Worthington set out for battle at the head of a full armored regiment and three infantry companies. As a result of the column breaking up, he was left with only 31 Sherman tanks, 1 light Stuart tank, and approximately 220 infantry soldiers. Nevertheless, he decided to organize a circular defense of the occupied position and await reinforcements. The tanks were positioned just behind the hedge, along each side of the rectangular field. Infantry dug trenches in front of them. Inside the formation, two medium mortar sections took positions in bomb craters.

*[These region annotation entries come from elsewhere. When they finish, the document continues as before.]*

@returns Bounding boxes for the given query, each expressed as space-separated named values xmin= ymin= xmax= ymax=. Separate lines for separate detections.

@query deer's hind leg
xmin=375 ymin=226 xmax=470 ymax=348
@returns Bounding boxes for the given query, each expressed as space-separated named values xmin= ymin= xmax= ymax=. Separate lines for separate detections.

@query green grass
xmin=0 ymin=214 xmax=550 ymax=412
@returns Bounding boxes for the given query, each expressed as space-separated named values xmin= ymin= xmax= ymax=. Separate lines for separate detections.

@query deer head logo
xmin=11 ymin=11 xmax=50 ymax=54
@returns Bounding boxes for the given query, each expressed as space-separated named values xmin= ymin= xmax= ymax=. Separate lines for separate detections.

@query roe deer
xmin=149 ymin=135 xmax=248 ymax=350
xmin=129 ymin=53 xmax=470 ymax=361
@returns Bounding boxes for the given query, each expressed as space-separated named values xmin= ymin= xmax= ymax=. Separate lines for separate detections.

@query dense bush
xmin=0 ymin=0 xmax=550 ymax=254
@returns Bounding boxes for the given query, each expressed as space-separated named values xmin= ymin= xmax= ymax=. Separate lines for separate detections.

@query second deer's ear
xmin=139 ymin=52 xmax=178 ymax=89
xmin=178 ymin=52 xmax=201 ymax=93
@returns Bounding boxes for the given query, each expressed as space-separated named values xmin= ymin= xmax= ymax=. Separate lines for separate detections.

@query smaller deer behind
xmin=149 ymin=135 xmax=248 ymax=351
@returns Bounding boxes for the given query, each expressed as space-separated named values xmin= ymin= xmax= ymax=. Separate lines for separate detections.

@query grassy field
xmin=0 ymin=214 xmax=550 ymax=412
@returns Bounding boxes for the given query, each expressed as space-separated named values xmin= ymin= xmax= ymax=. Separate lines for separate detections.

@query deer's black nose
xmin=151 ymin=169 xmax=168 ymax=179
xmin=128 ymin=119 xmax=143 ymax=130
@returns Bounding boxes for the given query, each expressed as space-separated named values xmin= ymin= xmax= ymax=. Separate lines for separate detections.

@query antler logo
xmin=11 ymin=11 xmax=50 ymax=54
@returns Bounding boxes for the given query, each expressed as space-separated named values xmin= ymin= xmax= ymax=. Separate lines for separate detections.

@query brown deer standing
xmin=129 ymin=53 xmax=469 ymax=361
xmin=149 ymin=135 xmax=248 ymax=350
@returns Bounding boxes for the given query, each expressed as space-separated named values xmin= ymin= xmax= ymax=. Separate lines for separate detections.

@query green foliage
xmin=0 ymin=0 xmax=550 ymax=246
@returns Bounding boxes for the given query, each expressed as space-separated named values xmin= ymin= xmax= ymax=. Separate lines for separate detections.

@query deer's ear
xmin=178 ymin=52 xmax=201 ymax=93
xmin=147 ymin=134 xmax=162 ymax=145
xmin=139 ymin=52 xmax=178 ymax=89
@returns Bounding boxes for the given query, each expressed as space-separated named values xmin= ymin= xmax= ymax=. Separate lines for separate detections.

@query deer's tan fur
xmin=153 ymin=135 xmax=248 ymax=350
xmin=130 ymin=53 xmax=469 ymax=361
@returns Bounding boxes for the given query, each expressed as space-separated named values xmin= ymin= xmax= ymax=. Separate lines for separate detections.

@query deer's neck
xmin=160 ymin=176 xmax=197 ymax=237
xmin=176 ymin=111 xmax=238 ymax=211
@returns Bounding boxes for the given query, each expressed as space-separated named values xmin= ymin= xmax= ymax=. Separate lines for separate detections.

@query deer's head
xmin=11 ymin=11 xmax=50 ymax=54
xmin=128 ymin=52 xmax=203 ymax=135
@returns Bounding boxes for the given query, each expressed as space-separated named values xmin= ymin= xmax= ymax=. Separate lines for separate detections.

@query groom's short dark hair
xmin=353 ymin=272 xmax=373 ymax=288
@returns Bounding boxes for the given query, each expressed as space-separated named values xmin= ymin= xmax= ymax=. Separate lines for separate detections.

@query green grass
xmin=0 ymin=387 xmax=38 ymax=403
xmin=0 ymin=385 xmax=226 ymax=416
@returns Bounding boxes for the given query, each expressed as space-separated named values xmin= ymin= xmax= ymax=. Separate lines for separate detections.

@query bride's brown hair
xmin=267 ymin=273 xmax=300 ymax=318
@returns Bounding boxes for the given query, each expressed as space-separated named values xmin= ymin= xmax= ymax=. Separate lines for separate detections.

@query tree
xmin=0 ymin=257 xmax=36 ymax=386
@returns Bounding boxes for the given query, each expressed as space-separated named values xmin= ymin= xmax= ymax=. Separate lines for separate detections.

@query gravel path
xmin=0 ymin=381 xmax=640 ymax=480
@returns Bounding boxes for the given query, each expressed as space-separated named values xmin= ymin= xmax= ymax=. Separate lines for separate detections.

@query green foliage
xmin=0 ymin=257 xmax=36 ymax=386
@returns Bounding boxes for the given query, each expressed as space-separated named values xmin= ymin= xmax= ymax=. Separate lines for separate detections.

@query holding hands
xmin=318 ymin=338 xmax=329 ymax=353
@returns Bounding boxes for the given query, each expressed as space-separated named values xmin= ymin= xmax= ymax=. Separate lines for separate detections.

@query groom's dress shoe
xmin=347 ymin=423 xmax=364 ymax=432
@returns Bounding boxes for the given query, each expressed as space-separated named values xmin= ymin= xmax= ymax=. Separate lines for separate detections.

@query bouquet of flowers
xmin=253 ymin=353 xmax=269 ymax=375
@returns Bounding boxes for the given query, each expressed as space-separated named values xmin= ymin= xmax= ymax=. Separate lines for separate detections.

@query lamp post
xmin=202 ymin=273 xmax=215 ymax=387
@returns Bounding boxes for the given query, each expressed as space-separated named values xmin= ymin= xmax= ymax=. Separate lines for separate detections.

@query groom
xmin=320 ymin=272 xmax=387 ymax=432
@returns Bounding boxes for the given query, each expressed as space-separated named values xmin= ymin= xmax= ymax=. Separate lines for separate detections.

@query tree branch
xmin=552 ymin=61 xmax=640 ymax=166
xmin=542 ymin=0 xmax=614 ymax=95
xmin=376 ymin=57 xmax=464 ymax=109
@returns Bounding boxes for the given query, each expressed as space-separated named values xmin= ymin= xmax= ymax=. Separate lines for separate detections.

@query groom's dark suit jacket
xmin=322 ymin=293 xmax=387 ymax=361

The Canadian lieutenant colonel still hoped that the remaining units of his battle group would join these rather modest forces. One of them, the 2nd platoon of Squadron B, continued its solitary march towards Hill 195. When it reached a distance of less than 2 km from the objective, it came under fire in the area of Hill 151 from anti-tank guns and, devoid of any support, turned back. Near Estrées-la-Campagne, it encountered and joined Squadron A and Company D advancing towards Hill 140. Shortly thereafter, just a kilometer before the hill, the column fell into an ambush set by Tiger tanks and anti-tank guns. Only two Shermans managed to break through to Worthington; the remaining 17 were destroyed in a short time. The annihilation of Squadron A and the 2nd platoon was witnessed by Company D, riding just behind them. Its soldiers attempted to come to the aid of the tank crews but were held back by intense machine gun, mortar, and artillery fire. Eventually, having lost at least two armored cars, they withdrew towards Bretteville-le-Rabet.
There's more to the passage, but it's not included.